As a longtime enthusiast of Mike Andrews’s yarn work, I am especially looking forward to seeing his freestanding sculpture comprised of laser-cut plastic and wire, a material affect distanced from the handiwork of craft that has foregrounded his much of his practice over the years.
Drawn to the shadowy and out-of-focus images of everyday spaces, Uta Barth takes photographs that conjure the delicate line between the private and the secretive in daily life. Always a formal pleasure, her images are also an invitation to conceptualize narrative arcs within empty and often nondescript volumes of ordinary space.
Landscape, albeit a traditional genre, has become a difficult category of engagement in contemporary painting simply because its pictorial limitations are nearly impossible to explore anew. Yet Claire Sherman is dedicated to landscape’s potential, and her large, complex compositions effortlessly depict the logic of the natural world while also tumbling into disorientating abstraction.
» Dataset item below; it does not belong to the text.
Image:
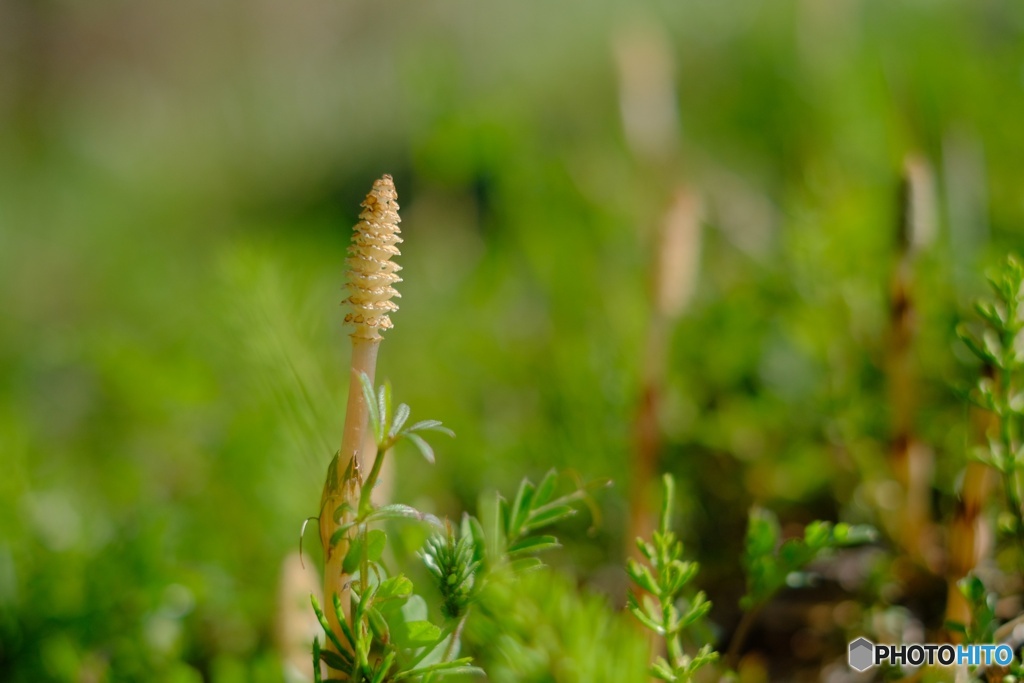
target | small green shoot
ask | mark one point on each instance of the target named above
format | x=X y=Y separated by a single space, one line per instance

Hard-edge reductive compositions gives way to the phenomena of light in Mary Corse’s authoritative canvases. Her use of glass microspheres mixed with acrylic paint allows light to dissolve the opacity of painting’s objecthood offering up an ethereal play of light and space. I never miss a chance to see her paintings under different lighting conditions and in varying architectural contexts.
Drawn to his paintings and architectural installations for several years now, I am eager to see Julian Hoeber’s craft-orientated objects including his Corrected Stool (2012-2015). Visual clues in his work point to ontological breakdowns and Wittgensteinian language games, always offering up the highest degree of intellectual enchantment.
Sara Greenberger Rafferty brilliantly subjects the aesthetic precision of stand-up comedy to disintegrating imagery and liquefied plastic. Simply and critically she exposes the comedian and his host of props, thus allowing for a secondary psychoanalytical humor to emerge from her analysis.
Dan Gunn is masterful at transforming dexterous craft-orientated techniques into a conversation relevant to contemporary abstract painting. Painting’s color and spatial invention are perfectly integrated with applied art’s material and technical obsessions.
Recently in Portland, where I began my curatorial research for the 2016 Portland Biennial, I was lucky to get a preview of Jessica Jackson Hutchins’s contemporaneous exhibitions at Reed College’s Cooley Gallery and Portland’s influential Lumber Room. Her unlikely combinations of found furniture, ceramics, canvas, and papier-mâché continue to delight in the corporeal pleasures of the everyday world.
This summer at Skowhegan I also had the opportunity to spend time with Nate Young who worked as a dean at the school. When he wasn’t on-the-job he was working diligently in his studio on this compound wooden constructions used to house delicate graphite drawings. Reliquary-like, these objects esteem the very idea of reverence.